MiCAとDeFiの抜け穴
MiCAは暗号資産分野における透明性と消費者保護を強化することを目的としているが、その枠組みは主に中央集権的な主体(取引所やステーブルコイン発行者など)を対象としている。一方で、DeFiプロトコルは定義上、分散型であり、規制の対象となり得る中央集権的な存在が存在しない。これは「運転手のいない車」のようなものだ。スピードが出すぎた時、誰がブレーキをかけるのか?
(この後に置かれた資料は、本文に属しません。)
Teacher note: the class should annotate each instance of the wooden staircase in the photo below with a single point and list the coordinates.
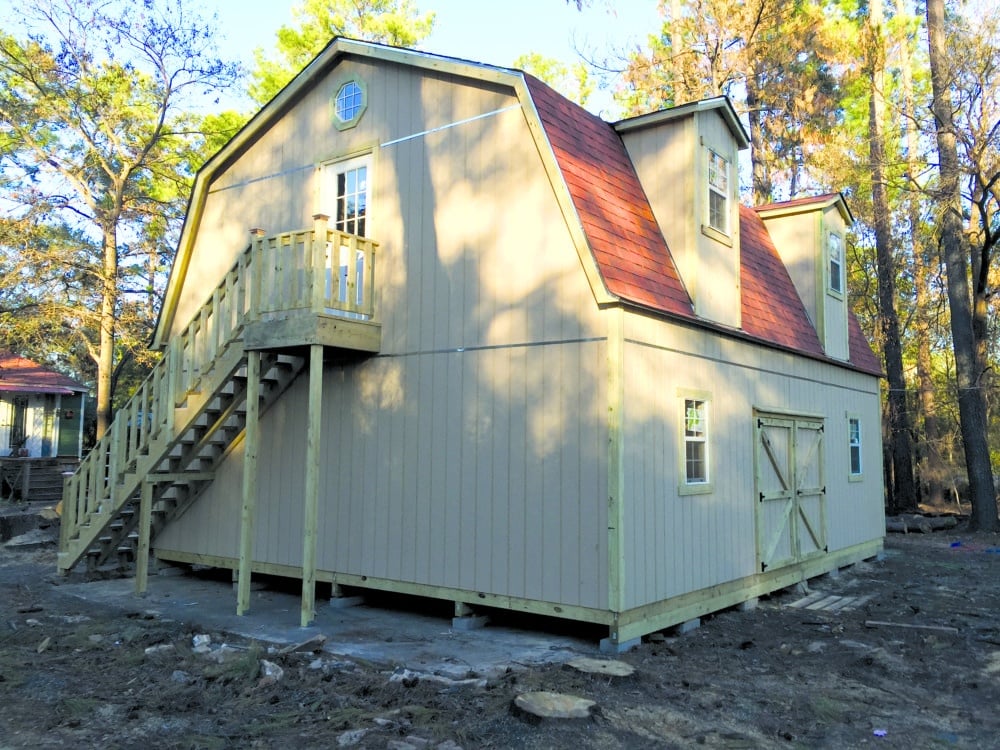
(192, 409)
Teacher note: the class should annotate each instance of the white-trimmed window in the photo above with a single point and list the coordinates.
(349, 103)
(696, 471)
(835, 262)
(718, 192)
(351, 197)
(854, 446)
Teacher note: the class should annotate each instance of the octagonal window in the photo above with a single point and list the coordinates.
(349, 104)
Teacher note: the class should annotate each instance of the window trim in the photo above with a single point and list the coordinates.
(684, 485)
(328, 193)
(855, 476)
(339, 86)
(724, 232)
(837, 291)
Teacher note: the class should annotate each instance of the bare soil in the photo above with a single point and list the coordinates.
(916, 665)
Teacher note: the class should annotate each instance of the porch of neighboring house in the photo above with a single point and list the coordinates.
(41, 429)
(289, 301)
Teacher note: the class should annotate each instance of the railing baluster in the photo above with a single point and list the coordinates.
(317, 264)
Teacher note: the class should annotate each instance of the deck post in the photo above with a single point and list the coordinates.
(311, 509)
(317, 264)
(256, 271)
(248, 511)
(616, 463)
(142, 550)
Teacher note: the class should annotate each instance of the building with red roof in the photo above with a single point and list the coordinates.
(434, 329)
(41, 410)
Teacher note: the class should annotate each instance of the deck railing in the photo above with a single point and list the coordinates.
(316, 270)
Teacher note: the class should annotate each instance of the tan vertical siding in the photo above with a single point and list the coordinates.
(472, 452)
(681, 543)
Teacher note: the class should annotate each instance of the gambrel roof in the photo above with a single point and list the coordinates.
(624, 251)
(632, 252)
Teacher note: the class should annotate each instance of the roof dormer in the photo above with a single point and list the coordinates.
(810, 236)
(686, 159)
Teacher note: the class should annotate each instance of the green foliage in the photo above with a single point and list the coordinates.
(395, 22)
(98, 148)
(572, 81)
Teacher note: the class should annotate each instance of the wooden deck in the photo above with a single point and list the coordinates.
(312, 287)
(287, 295)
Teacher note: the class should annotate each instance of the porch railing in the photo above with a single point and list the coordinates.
(317, 270)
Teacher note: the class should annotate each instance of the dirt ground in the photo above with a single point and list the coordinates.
(912, 661)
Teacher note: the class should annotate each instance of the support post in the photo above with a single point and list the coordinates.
(251, 443)
(256, 271)
(616, 462)
(310, 515)
(317, 270)
(142, 552)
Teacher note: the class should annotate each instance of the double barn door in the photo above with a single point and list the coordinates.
(790, 489)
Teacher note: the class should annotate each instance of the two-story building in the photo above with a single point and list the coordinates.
(434, 329)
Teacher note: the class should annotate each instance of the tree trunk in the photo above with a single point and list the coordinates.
(932, 467)
(968, 366)
(762, 188)
(106, 352)
(903, 494)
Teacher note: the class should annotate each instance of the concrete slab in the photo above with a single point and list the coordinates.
(391, 637)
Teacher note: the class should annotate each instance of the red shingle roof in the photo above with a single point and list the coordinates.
(632, 254)
(627, 242)
(772, 309)
(18, 374)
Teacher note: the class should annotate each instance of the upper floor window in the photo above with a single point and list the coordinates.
(352, 199)
(854, 443)
(695, 441)
(349, 104)
(718, 192)
(835, 255)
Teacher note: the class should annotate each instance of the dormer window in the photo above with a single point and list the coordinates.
(718, 192)
(835, 262)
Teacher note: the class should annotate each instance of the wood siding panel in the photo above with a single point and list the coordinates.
(682, 543)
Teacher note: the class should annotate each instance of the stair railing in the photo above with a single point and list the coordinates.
(317, 270)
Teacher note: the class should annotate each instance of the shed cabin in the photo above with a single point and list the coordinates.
(434, 329)
(41, 428)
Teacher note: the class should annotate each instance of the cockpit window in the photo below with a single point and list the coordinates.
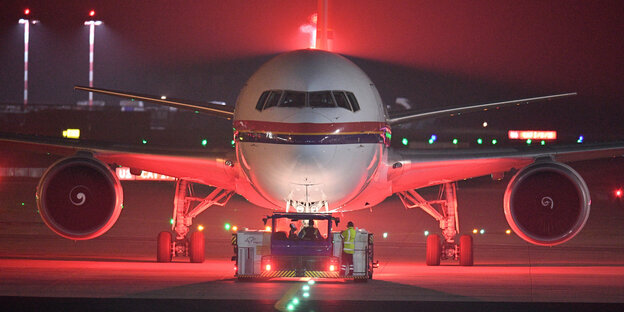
(354, 103)
(293, 99)
(320, 99)
(262, 99)
(272, 99)
(341, 99)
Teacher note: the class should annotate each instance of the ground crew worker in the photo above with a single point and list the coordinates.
(348, 239)
(310, 232)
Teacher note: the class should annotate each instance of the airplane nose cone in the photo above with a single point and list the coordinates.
(309, 160)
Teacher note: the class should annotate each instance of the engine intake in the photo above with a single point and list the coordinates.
(547, 203)
(79, 197)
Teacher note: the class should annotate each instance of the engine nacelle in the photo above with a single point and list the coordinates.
(547, 203)
(79, 197)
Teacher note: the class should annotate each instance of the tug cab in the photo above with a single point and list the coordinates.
(288, 250)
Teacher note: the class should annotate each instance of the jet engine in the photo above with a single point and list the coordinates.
(79, 197)
(547, 203)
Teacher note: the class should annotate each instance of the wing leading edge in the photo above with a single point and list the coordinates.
(211, 168)
(210, 109)
(410, 169)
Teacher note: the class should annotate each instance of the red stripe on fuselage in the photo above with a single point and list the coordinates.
(306, 127)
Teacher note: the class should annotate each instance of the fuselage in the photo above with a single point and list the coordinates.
(310, 131)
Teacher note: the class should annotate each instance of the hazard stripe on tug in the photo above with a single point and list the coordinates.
(278, 274)
(310, 133)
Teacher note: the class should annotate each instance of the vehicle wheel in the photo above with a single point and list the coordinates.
(434, 249)
(465, 250)
(163, 247)
(196, 247)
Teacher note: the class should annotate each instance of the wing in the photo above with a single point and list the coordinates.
(409, 169)
(207, 108)
(213, 168)
(451, 111)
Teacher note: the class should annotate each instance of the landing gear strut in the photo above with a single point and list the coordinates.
(449, 223)
(186, 207)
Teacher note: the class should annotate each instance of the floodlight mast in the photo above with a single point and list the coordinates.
(26, 23)
(91, 24)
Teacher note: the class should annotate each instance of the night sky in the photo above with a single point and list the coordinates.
(436, 53)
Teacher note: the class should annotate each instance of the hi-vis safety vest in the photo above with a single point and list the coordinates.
(348, 237)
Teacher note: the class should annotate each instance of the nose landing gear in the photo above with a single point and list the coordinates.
(186, 207)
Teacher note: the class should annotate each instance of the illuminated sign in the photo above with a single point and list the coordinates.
(531, 134)
(123, 173)
(71, 133)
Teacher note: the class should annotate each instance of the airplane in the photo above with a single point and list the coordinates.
(313, 136)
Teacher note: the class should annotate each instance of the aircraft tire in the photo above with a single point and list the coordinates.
(164, 247)
(465, 250)
(434, 250)
(196, 247)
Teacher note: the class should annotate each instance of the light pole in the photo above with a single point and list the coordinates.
(26, 23)
(91, 24)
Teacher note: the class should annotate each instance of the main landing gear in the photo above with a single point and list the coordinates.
(449, 223)
(185, 208)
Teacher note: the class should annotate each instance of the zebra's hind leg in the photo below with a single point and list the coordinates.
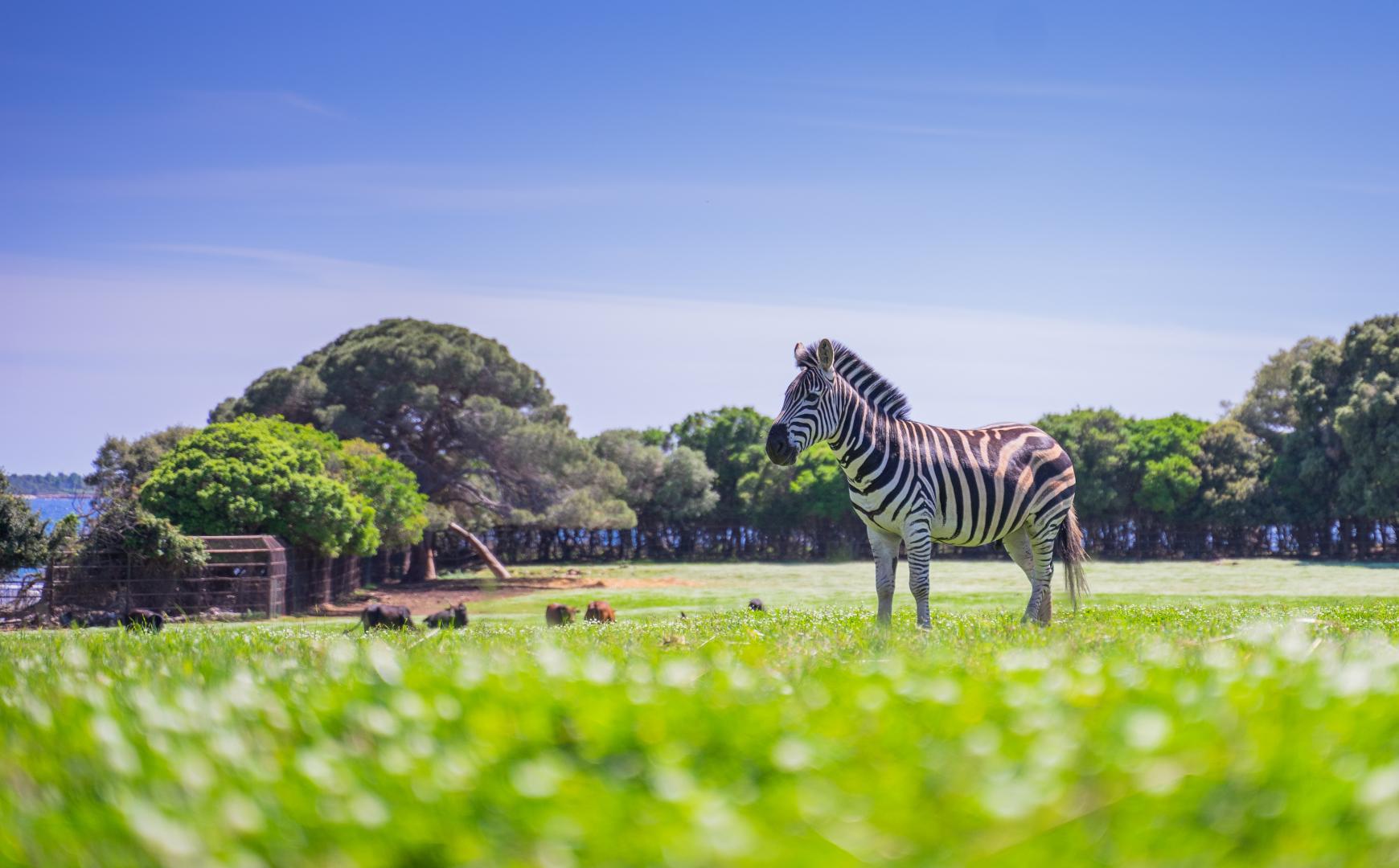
(886, 565)
(918, 540)
(1032, 551)
(1020, 550)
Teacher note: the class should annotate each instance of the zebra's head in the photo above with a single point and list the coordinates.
(810, 410)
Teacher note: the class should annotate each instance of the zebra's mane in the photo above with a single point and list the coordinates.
(872, 386)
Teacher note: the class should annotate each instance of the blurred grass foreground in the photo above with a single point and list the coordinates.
(1257, 733)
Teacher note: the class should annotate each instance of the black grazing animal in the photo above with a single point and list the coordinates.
(451, 616)
(387, 616)
(90, 620)
(557, 614)
(143, 620)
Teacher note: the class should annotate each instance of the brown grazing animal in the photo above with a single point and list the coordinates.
(452, 616)
(392, 616)
(557, 614)
(601, 611)
(143, 620)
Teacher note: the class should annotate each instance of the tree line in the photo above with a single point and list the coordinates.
(375, 442)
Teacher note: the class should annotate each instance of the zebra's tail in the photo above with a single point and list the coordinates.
(1069, 548)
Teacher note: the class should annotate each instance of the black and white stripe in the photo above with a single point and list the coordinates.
(920, 484)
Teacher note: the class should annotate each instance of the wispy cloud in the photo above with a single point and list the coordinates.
(414, 189)
(915, 130)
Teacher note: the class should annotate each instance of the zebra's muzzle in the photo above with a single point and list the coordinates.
(780, 449)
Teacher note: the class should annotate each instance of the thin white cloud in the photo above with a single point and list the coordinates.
(414, 189)
(897, 129)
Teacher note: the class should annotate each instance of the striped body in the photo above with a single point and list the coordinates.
(920, 484)
(975, 485)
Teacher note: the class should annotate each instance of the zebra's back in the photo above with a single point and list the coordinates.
(990, 481)
(975, 484)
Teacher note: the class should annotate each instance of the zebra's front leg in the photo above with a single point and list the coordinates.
(920, 541)
(886, 565)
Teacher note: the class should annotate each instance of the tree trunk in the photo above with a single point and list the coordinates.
(421, 567)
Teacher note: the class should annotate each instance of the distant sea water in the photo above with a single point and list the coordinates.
(49, 509)
(53, 508)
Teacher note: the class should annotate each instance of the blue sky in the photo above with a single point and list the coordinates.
(1011, 209)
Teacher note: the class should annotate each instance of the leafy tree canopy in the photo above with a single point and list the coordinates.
(725, 438)
(476, 427)
(23, 541)
(258, 476)
(661, 485)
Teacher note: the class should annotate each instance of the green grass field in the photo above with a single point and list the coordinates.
(1253, 726)
(954, 584)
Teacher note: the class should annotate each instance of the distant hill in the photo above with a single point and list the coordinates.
(48, 484)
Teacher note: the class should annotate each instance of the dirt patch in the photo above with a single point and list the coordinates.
(436, 596)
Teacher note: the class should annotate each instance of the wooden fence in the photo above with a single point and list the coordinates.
(258, 576)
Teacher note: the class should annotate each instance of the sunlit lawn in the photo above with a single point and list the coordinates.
(956, 584)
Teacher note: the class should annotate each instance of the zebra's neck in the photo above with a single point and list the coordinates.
(858, 431)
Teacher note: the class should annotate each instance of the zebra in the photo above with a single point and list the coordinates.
(920, 484)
AaveやMakerDAOといった信用プラットフォームは、銀行や仲介業者なしで機能する。利用者はトークンを担保として預け入れ、ステーブルコイン形式のローンを受け取る。しかし、責任の所在はどこにあるのか?スマートコントラクトか?開発者か?それとも利用者自身か?EU委員会はこの問題に頭を悩ませており、その理由は明確だ。分散化は規制を「ルービックキューブ」のように複雑にしているのだ。
Vaultsの問題点
Vaultsはデジタル金庫であり、利用者はトークンを預け入れてローンの担保とする。これはDeFiの基幹部分だが、同時に規制を困難にしている。MiCAは「暗号資産サービス提供者」を対象とするが、具体的には誰が該当するのか?
- スマートコントラクトは「サービス提供者」か? いいえ、ただのコードに過ぎない。
- 開発者チームか? 理論上は責任を問えるが、多くのDeFiプロジェクトはオープンソースであり、DAOによって管理されている。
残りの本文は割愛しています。